Anfechtung nur einheitlich beurteilt werden kann. Letztere

Voraussetzung ist aber regelmäßig dann nicht erfüllt, wenn jeder der

geltend gemachten Sicherungsansprüche ein gesondertes rechtliches

Schicksal haben kann (1 Ob 616/92 = JBl 1993, 459; 1 Ob 65/97h = SZ

70/48 = RIS-Justiz RS0107345; vgl auch RS0044257 [T13, T50, T53, T61,

T63]).

Im vorliegenden Fall macht der Antragsteller verschiedene Zahlungsansprüche (teils unbedingte, teils bedingte Provisionsansprüche aus verschiedenen Verträgen, Lizenzgebühren, Werklohn) geltend. Die Ansprüche, hinsichtlich derer die einstweilige Verfügung erlassen wurde, und diejenigen, hinsichtlich derer der Sicherungsantrag abgewiesen wurde, stehen auch nicht in einem tatsächlichen oder rechtlichen Zusammenhang, sodass sie nicht gemäß Paragraph 55, Absatz eins, Ziffer eins, JN zusammenzurechnen sind (RIS-Justiz RS0042766, vergleiche dazu RS0044257 [T50]).
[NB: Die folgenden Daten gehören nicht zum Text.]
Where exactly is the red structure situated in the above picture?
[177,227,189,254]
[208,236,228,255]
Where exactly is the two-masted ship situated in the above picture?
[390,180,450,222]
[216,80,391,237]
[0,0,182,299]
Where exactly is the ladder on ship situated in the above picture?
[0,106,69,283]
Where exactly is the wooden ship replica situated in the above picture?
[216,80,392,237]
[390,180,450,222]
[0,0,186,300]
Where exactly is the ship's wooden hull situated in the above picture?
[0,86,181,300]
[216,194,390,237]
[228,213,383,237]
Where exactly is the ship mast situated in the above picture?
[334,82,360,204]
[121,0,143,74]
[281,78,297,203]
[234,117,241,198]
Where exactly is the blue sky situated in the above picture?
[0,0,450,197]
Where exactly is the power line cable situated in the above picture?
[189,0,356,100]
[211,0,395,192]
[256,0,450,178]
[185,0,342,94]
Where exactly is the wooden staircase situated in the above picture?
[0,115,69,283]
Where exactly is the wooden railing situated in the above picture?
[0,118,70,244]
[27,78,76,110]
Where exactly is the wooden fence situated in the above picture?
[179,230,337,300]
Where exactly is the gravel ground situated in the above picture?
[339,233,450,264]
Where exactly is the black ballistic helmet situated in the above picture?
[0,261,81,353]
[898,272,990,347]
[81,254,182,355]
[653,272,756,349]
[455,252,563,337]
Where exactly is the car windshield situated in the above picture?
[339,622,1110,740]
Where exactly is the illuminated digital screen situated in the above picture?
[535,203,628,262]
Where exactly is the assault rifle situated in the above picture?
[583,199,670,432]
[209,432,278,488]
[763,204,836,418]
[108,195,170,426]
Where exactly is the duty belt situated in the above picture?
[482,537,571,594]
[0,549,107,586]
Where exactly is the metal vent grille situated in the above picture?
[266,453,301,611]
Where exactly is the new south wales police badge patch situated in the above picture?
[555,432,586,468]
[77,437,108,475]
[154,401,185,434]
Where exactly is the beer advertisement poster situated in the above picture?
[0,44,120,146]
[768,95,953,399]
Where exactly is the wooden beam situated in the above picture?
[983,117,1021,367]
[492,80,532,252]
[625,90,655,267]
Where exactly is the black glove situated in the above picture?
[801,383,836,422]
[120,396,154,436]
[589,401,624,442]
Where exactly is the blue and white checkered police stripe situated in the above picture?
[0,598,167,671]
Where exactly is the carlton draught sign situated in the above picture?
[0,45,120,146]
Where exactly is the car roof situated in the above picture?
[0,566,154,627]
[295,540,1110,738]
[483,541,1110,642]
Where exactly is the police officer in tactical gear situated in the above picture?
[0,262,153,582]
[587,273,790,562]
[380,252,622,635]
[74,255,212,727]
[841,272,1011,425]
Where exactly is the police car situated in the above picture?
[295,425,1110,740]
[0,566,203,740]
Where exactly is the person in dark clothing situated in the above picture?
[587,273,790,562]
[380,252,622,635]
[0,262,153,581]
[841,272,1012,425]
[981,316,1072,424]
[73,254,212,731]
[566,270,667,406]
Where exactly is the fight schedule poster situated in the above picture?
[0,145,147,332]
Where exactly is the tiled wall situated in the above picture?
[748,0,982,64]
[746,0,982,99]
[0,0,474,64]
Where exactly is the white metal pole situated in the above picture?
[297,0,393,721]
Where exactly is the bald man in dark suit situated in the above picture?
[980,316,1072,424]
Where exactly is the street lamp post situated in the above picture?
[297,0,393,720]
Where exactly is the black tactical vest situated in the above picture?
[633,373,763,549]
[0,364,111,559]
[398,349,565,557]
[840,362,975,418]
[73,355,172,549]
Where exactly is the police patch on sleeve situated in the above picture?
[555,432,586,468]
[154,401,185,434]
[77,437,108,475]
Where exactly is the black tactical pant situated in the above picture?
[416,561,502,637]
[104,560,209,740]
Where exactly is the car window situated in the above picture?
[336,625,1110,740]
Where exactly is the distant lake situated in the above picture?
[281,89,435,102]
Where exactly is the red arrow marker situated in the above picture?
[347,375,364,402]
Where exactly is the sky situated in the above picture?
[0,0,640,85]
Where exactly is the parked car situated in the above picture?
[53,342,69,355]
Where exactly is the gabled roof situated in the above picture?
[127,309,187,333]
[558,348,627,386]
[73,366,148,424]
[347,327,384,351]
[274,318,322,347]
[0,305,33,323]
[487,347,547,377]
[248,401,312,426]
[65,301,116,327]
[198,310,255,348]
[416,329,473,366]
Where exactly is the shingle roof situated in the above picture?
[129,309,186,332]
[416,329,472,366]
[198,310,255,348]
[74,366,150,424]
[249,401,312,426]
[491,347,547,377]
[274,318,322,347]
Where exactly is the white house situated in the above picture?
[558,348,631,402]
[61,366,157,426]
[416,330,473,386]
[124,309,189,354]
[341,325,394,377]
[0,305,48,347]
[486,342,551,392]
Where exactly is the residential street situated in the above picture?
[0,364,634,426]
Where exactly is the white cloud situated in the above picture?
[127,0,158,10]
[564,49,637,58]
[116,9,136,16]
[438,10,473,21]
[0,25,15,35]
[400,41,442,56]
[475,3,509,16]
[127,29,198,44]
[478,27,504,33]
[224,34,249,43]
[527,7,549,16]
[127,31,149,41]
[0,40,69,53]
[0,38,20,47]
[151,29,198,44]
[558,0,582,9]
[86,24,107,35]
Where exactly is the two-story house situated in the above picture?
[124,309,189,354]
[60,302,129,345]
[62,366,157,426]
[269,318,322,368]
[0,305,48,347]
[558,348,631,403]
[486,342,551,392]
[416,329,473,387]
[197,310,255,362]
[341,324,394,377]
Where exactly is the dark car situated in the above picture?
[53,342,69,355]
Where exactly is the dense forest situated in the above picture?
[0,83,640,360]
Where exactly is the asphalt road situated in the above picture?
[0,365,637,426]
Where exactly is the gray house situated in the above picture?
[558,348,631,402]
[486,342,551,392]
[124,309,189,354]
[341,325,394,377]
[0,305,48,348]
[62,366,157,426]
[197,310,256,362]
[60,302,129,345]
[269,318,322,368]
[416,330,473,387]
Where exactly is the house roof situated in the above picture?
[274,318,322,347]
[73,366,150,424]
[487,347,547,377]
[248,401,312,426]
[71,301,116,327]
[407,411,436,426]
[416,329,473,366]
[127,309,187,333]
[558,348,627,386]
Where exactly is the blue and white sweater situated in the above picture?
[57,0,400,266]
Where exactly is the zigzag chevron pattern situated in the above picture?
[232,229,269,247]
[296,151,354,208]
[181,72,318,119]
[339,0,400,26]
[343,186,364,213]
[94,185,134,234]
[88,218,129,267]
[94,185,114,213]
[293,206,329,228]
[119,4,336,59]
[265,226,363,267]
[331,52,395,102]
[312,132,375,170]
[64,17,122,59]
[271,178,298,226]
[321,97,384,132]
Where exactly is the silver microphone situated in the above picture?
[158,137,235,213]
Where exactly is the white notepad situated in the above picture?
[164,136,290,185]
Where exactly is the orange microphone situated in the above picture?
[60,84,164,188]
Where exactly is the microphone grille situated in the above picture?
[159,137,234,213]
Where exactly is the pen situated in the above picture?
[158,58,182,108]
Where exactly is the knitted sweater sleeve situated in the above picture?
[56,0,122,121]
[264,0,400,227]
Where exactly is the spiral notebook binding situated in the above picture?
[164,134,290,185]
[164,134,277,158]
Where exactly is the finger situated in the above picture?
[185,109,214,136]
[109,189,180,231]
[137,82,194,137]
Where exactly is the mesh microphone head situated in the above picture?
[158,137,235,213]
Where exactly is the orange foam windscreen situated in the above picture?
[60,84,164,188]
Jeder einzelne dieser Ansprüche hat - wie sich auch schon aus der Entscheidung des Rekursgerichts ergibt - ein eigenes rechtliches Schicksal, das auf den Erfolg oder Misserfolg des Sicherungsbegehrens hinsichtlich der jeweils anderen Ansprüche keinen Einfluss hat.

Nach der zitierten oberstgerichtlichen Rechtsprechung ist daher der Revisionsrekurs des Antragstellers gegen den abweislichen Teil der angefochtenen Entscheidung jedenfalls unzulässig, weshalb das Rechtsmittel zurückzuweisen war.